Founded in 1994, Opera Software can justifiably argue that it is the oldest browser company in the world. Its vision is to provide a Web experience on any device. Why should we care? According to Jon S von Tetzchner, Opera’s co-founder and CEO (and contributor to IP Leaders), only 12% of phones are Apple iPhones, leaving a huge market for open source operating system Android to reach high- and low-end phones: “There will be around two billion desktop PC users in 2011, but the majority of the population doesn’t have one, so a viable alternative platform that can deliver the Web is mobile.”
Beyond the desktop and mobile, there are a host of devices such as in-flight entertainment consoles, wall pads, set-top boxes and tv games consoles that can offer the Web as the platform of choice: “Despite experiments such as WAP, there is only one World Wide Web,” says von Tetzchner.
He points out that few people use more than five applications on their PC – a browser, Office, IM, a graphical tool and perhaps one other more rarefied tool. Everything else is Web-based and most time in front of a PC is spent with a browser because it makes sense: “The browser is the glue for activities from making calls to watching films. Today, there is no real difference between a Web site and an application.”

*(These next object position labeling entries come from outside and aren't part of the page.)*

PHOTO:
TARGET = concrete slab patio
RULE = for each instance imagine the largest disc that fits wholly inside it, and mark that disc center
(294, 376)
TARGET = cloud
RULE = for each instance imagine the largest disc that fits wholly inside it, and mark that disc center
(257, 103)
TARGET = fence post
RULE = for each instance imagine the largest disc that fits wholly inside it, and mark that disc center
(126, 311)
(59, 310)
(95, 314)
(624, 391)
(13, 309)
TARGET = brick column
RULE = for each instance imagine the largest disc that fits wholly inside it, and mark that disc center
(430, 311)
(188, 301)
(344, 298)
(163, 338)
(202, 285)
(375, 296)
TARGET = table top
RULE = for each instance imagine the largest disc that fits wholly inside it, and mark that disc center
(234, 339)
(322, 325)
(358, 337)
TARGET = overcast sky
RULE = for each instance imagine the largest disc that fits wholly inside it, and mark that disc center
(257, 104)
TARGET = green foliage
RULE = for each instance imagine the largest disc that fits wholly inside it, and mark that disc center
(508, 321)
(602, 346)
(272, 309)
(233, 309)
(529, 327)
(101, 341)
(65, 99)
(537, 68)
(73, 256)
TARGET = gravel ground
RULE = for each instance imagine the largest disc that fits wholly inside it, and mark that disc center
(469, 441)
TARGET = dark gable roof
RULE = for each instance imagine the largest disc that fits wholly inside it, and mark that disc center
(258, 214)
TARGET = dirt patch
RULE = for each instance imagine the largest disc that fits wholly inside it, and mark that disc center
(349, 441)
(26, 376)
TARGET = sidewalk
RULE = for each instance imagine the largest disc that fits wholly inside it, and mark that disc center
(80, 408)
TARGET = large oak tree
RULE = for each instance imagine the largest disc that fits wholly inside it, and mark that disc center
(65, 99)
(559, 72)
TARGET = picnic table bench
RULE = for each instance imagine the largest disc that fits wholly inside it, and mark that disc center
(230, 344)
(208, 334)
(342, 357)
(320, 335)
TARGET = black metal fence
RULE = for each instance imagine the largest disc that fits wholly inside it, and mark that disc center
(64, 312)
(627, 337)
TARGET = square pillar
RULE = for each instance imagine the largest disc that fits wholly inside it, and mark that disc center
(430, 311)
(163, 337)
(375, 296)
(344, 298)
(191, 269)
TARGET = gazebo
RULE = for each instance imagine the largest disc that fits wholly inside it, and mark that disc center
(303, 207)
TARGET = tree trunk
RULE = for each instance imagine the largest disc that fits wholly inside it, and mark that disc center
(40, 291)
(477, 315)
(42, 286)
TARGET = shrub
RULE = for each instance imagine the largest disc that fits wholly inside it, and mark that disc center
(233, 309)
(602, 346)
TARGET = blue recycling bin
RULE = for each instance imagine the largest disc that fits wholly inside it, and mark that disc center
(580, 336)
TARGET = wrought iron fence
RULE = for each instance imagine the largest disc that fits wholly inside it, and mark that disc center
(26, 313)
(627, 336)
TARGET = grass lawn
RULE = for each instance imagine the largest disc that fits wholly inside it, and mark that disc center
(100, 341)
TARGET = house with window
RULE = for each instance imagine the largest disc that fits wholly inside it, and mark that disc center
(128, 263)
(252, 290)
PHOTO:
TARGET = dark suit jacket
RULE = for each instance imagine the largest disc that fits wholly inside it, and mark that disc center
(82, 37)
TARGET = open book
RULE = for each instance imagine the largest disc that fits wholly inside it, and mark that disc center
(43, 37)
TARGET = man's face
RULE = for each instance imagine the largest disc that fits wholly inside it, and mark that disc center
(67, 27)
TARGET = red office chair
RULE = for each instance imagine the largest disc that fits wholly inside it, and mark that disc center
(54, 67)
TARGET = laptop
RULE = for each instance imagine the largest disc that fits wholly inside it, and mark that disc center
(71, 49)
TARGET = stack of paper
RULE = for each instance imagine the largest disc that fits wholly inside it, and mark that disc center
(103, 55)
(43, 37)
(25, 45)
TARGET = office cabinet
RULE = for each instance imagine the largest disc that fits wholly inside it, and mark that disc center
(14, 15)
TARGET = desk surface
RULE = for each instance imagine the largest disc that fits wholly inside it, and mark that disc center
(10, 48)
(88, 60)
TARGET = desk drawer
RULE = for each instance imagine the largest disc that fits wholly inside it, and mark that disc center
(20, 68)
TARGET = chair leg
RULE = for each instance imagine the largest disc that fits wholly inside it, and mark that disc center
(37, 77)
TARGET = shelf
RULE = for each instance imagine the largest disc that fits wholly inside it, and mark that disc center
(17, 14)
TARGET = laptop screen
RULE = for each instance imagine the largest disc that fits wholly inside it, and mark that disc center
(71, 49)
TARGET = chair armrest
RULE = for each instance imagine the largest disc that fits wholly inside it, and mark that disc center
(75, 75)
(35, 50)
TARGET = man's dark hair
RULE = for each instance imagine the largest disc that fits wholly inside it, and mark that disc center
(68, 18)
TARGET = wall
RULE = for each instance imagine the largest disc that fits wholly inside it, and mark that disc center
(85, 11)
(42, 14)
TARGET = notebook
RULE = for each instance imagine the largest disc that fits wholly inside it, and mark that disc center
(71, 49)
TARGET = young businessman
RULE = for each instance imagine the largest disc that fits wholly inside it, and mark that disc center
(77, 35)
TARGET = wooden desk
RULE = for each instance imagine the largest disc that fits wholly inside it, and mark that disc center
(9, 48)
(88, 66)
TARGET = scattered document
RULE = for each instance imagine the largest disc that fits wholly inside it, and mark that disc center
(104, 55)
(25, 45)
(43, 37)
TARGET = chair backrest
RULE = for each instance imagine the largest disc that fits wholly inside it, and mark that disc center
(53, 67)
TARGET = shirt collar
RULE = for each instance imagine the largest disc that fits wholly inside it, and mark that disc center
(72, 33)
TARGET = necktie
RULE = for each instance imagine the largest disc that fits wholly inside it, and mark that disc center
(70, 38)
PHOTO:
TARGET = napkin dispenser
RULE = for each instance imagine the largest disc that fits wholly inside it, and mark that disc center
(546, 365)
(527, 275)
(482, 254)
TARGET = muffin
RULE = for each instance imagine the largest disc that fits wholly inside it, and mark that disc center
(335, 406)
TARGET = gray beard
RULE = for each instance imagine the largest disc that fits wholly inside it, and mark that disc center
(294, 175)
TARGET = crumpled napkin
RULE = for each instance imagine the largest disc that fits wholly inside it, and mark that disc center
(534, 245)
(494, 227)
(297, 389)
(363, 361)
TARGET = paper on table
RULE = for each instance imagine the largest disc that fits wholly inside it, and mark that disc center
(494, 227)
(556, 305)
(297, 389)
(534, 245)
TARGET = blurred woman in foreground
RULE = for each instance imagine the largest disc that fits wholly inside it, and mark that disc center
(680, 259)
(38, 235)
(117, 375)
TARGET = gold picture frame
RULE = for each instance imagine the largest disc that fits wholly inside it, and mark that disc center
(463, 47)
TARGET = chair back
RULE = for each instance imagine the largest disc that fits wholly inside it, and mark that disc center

“The Web is the biggest open source community in the world,” says von Tetzchner: develop and test on a PC, for instance, and deploy across many platforms. It is fast and free compared with the cost and installation of a Windows-based application. Moreover, he adds, it is not just applicable to the desktop and mobile, but a “complete widget ecosystem”. Widgets will manage processes such as chatting on Facebook when you want to continue on a different device without having to close one application and open another.
“Our goal,” he concludes, “is convergence without compromise.”